Fundamentally this argument has been around since 2012 when I first started playing, and it never really changes. It goes without saying I do not think touching the armory is anything that should be considered - it is already comically laughable in stock when juxtaposed against the repeated canon events the Horizon has been in (hostile military incursions, terrorist robot invasions, et al), but it is in a solid enough balance position right now with offenders like the ion rifle being removed and the laser rifle's AP being nerfed. The problem is, as has been pointed out repeatedly, generally at the level of antagonists who are inexperienced with their toolkit. The 'skill issue', for lack of a better term.

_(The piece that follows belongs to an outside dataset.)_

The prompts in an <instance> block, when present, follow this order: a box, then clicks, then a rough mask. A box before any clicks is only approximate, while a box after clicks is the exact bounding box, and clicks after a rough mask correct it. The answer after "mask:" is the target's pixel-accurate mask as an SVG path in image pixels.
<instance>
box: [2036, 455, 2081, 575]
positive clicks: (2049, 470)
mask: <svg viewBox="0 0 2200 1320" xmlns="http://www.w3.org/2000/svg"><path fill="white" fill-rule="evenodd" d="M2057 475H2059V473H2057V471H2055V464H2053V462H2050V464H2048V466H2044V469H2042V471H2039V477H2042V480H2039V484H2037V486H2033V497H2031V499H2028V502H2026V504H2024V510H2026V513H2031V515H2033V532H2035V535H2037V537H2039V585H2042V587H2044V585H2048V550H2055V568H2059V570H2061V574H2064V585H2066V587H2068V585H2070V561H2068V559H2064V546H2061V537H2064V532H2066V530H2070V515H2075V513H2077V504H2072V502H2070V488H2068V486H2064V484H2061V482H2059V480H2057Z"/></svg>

But moreover, any suggestion to replace it with 'asking science/engineering for guns' is going to implode immediately on its face, and I'm surprised nobody has pointed out the fatal, fundamental flaw with this concept, why it would never work, why it would be nothing but a significant nerf:

Powergaming.

I can already 'lean on' another department for gear. It's Supply. I can walk up to their desk and order a LWAP at round start. But why would I not do this? Because it's powergaming. And dollars to donuts the situation is going to turn into 'science please make me lawgiver' at roundstart, followed by adminhelp, bwoink, and jobban, or 'science please make me lawgiver the man with the 7.62 auto rifle is slaughtering us' and at that point it's going to take too long to be useful. I find it distasteful to think that Security should need to grovel for its basic gear at the benefit of other departments because in reality there will be no situation where these weapons will be provided until the point of no return has already been crossed, and by then, it will simply be too late.

If there's anyone even in the department to make them.